When my youngest child was little she ate things like handfuls of sand on the beach at the shore and budding tulip flower heads in her grandmother's yard. She made mudpies because I relished that thought from childhood days when I was dressed in hand-smocked percale dresses with bow-tie sashes in the back, being admonished if I were to get dirty before going off to Sunday dinner in the Ladie's Dining Room at the Union League or the country club.
We used antibiotics only when really necessary and our pediatrician was also wise enough to help us avoid unnecessary vaccinations. My children also had the real thing like chicken pox and measles, just like I did.
Yes, we were taught that having these normal childhood dis-eases helped the immune system fulfill its purpose.
Now what do we hear? Maybe the cause of some of the dis-eases plaguing industrialized countries is obsessive-compulsive hygiene.
And so what's new in medical research? Not leeches this year, just worm eggs, and a swig or two of Gatorade (no longer that electrolyte replacement drink you knew it for years ago, but one now heavy on the high fructose corn syrup - oh, isn't that the stuff that promotes diabetes?).
I am certainly not one to deny that intestinal dis-eases are not debilitating, but I do have to question the tunnel vision of medical researchers today for some of their outlandish ideas when they fail to look effective treatments for such conditions as Chrohn's dis-ease, or the new one that came out just after Novartis developed a drug for it (along with a very distasteful ad that is demeaning to women), IBS or 'irritable bowel syndrome'.
Well, with many recovered cases of these conditions in my files, I wonder why I didn't think of worm eggs, especailly after some really good, and time-tested natural treatments worked every time...
So now hear you go, read it for yourself and if you'd like something more reasonable if you are frustrated by this health concern, let me know.
Worms may help bowel disease
The upside of Linda Mansfield's research is that it may lead to a new treatment for inflammatory bowel disease. The downside is that it would involve swallowing worm eggs. Mansfield is a professor of microbiology at Michigan State University who specializes in the study of parasites.
She's also one of several researchers around the country looking at the use of threadlike intestinal parasites called whipworms to treat the disease, which can cause diarrhea, painful cramps and even intestinal bleeding.
"It's extremely debilitating," Mansfield told the Lansing State Journal for a story Friday. "People talk about having 256 bouts of diarrhea a year when they have this disease. It gets to the level where some of them are not able to work."
Inflammatory bowel disease, the most common forms of which are Crohn's disease and ulcerative colitis, is a condition that is virtually unknown in the developing world. But it is becoming increasingly common in industrialized countries.
Researchers have put forward several explanations for that, among them diets high in fat and refined foods. But another possible cause, Mansfield said, is increasing levels of hygiene.
Portions of the immune system actually require periodic infections in order to develop properly. Some exposure to dirt, bacteria and even worms can be beneficial.
"By living in an ultra-clean environment," Mansfield said, "we're removing some of the things that helped to educate our immune system."
Mansfield said it's possible that the human immune system developed in a way that's reliant, to some degree, on the presence of parasitic worms.
She wasn't the first to hit on that idea. A research team at the University of Iowa already has tried treating human patients with a whipworm egg and Gatorade cocktail.
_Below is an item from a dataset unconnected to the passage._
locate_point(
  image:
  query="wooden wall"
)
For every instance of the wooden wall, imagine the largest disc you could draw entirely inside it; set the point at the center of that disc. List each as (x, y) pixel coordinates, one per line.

Their results were promising.
David Elliott was a member of that team.
"There are probably individuals in the population who, back when worms were prevalent, were the healthiest because their immune systems could fight off all sorts of things," he said. "When worms are removed, their immune systems become unbridled, and they move on to develop disease."
Mansfield came to the topic from an animal angle.
More than a decade ago, she began studying whipworm infections in pigs, initially trying to develop a vaccine against the parasites.
But one of the things she noticed along the way was that whipworm infections produced a strong anti-inflammatory immune response.
When given to patients with inflammatory bowel disease, the worms can help to counteract the inflammation and "actually reset the immune system to be in better balance," Mansfield said.
Further, pig whipworms are relatively safe. Most people will expel them in a matter of weeks and, if that doesn't happen, they can be eliminated with anti-worm drugs.
That's promising, if a little unpleasant, for people like Linda Rockey.
The Mason woman has suffered from Crohn's disease for more than 30 years. Having tried most conventional treatments, she said she's "right at the end of the rope."
If she had no other alternatives, she said, "if they said. `This is it. You eat these worms,' I would do it. At some point, you're willing to try anything."
The whipworm treatment still needs to undergo further testing before it can be approved by the FDA.